Zwischengeschlecht.org
Menschenrechte auch für Zwitter! - Pressemitteilung vom 8. Juli 2014

Hamburg - Inters*x-Tagung der Justizbehörde



Die Diskrepanz könnte größer kaum sein: Während immer mehr internationale Menschenrechtsgremien Inters*x-Genitalverstümmelungen verurteilen (und Deutschland dafür rügen), hält der Hamburger Senat kosmetische Genitaloperationen an Kindern mit "atypischer" Geschlechtsanatomie für angeblich "nicht rechtswidrig" - und an der morgigen Fachtagung der Justizbehörde u.a. zu Inters*x stehen die in Hamburg laut Senat 2-3 mal wöchentlich praktizierten Genital-OPs gar nicht erst auf der Traktandenliste. Betroffene und ihre Organisationen wollen sich das nicht länger bieten lassen!

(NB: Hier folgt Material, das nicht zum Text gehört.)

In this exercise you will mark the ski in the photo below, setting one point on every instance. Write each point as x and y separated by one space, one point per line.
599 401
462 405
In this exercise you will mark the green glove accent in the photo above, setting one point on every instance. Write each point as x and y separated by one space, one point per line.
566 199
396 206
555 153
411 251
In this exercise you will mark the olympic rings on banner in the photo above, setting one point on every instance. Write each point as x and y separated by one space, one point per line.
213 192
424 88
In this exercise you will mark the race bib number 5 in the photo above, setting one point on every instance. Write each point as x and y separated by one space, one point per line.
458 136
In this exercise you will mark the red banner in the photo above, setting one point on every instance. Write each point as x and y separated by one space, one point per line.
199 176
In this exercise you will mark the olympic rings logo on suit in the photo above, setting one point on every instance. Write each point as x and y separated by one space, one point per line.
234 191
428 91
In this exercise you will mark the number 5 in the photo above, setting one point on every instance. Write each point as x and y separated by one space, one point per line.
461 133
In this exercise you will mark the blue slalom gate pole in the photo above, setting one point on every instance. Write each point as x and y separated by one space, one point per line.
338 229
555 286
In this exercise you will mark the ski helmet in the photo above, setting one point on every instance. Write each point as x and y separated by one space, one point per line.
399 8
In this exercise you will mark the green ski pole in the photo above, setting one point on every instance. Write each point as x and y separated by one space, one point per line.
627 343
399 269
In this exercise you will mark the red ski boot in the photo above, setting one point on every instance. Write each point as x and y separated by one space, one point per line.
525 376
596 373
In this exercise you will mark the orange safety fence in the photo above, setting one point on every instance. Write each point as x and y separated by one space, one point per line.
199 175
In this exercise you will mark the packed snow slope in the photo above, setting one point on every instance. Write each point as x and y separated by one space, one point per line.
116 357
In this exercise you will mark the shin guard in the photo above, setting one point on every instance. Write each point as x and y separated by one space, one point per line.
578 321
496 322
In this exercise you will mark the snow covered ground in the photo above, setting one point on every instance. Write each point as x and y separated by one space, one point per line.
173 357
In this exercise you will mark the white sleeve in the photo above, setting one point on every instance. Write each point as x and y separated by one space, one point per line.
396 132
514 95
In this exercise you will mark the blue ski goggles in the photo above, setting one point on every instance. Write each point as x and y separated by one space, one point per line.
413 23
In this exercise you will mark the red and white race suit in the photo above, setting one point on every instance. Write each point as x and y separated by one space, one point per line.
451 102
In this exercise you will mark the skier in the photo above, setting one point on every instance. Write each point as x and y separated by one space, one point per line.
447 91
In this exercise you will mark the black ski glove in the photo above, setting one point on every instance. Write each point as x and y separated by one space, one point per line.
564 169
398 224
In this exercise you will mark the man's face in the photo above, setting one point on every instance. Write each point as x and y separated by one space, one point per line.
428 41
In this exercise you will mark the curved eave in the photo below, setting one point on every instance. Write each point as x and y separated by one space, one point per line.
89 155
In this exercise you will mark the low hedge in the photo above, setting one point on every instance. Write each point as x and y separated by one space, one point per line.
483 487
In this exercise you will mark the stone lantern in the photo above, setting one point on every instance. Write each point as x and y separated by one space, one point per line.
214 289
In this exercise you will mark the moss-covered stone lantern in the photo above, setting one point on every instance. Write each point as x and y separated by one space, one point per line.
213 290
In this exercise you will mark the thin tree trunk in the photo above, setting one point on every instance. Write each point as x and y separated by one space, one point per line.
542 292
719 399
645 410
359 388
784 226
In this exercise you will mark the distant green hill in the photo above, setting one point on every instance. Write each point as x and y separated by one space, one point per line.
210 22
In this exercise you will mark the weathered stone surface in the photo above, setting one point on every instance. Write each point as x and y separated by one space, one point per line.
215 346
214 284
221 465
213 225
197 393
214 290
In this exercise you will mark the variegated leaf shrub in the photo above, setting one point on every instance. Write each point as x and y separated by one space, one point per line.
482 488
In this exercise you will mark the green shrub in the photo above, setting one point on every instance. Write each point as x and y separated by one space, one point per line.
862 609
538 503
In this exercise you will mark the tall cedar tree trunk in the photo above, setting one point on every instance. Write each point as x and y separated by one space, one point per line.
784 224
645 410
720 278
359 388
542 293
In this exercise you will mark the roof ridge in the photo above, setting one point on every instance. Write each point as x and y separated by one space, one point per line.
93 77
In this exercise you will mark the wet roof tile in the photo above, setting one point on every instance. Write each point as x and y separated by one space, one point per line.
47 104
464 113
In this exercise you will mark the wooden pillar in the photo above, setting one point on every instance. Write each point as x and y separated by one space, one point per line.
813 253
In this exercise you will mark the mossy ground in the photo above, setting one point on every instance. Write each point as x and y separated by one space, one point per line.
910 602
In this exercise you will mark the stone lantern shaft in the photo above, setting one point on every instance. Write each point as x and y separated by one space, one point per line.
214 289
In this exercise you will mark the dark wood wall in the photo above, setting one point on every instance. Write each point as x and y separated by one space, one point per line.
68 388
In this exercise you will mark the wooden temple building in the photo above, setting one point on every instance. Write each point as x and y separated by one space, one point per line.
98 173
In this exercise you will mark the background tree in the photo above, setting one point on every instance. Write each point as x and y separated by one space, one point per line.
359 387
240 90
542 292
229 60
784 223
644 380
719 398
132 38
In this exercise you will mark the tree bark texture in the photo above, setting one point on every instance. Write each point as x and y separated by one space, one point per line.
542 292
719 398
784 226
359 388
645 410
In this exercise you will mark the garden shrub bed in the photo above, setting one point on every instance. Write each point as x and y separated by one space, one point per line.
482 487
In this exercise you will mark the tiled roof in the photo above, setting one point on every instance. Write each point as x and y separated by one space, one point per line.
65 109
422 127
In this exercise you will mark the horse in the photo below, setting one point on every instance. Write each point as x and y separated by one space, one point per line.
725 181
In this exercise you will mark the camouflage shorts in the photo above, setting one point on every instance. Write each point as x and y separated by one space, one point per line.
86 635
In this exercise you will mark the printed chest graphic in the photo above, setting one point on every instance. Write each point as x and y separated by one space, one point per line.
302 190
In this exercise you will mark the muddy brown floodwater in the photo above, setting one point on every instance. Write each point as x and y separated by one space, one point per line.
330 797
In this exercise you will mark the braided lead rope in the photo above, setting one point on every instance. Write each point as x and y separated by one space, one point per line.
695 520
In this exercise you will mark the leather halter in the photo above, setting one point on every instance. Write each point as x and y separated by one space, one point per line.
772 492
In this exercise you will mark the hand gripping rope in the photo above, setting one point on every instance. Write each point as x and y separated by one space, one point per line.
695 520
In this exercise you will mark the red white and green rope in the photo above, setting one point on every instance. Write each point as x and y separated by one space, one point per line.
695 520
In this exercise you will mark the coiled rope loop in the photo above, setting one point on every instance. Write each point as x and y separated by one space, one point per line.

UN-Ausschüsse und Europarat kritisieren Untätigkeit gegen IGM

In den letzten 5 Jahren verurteilten u.a. der Hohe Kommissar der Vereinten Nationen für Menschenrechte (A/HRC/19/41), der UN-Ausschuss gegen Folter (CAT/C/DEU/CO/5), der UN-Frauenrechtsausschuss (CEDAW/C/DEU/CO/6), der UN-Sonderberichterstatter über Folter (A/HRC/22/53), die UN-Weltgesundheitsorganisation (WHO Interagency Statement on Involuntary Sterilisation) und der Europarat (Resolution 1952/2013) unmissverständlich und umfassend "medizinisch nicht notwendige Genitaloperationen und erzwungene Sterilisierungen an Kindern mit atypischen körperlichen Geschlechtsmerkmalen".

Aktuell fordert der UN-Behindertenrechtsausschuss (CRPD/C/DEU/Q/1) von Deutschland Daten und Statistiken über "irreversible chirurgische Eingriffe [...] an Inters*x-Kindern" sowie "Zwangssterilisierungen" - und will unmissverständlich wissen: "Beabsichtigt der Vertragsstaat, diese Praxis zu beenden?"


In Hamburg 2-3 kosmetische Genitaloperationen an Kindern PRO WOCHE

Die Hamburgische Bürgerschaft und der Senat wurden schon 2009 eindringlich auf das Unrecht der Inters*x-Genitalverstümmelungen aufmerksam gemacht durch 3 Kleine und 2 Große Schriftliche Anfragen, sowie durch Betroffene und medizinische und juristische Sachverständige anlässlich der Anhörung Nr. 19/10 des Ausschusses für Gesundheit und Verbraucherschutz vom 29.04.2010. Am 16.09.2009 erteilte die Bürgerschaft dem Senat einstimmig den Auftrag, "Gesellschaftliches Bewusstsein [zu] schaffen sowie Betroffene und deren Familien [zu] stärken" (Ds. 19/4095). Und der Rest war Schweigen ...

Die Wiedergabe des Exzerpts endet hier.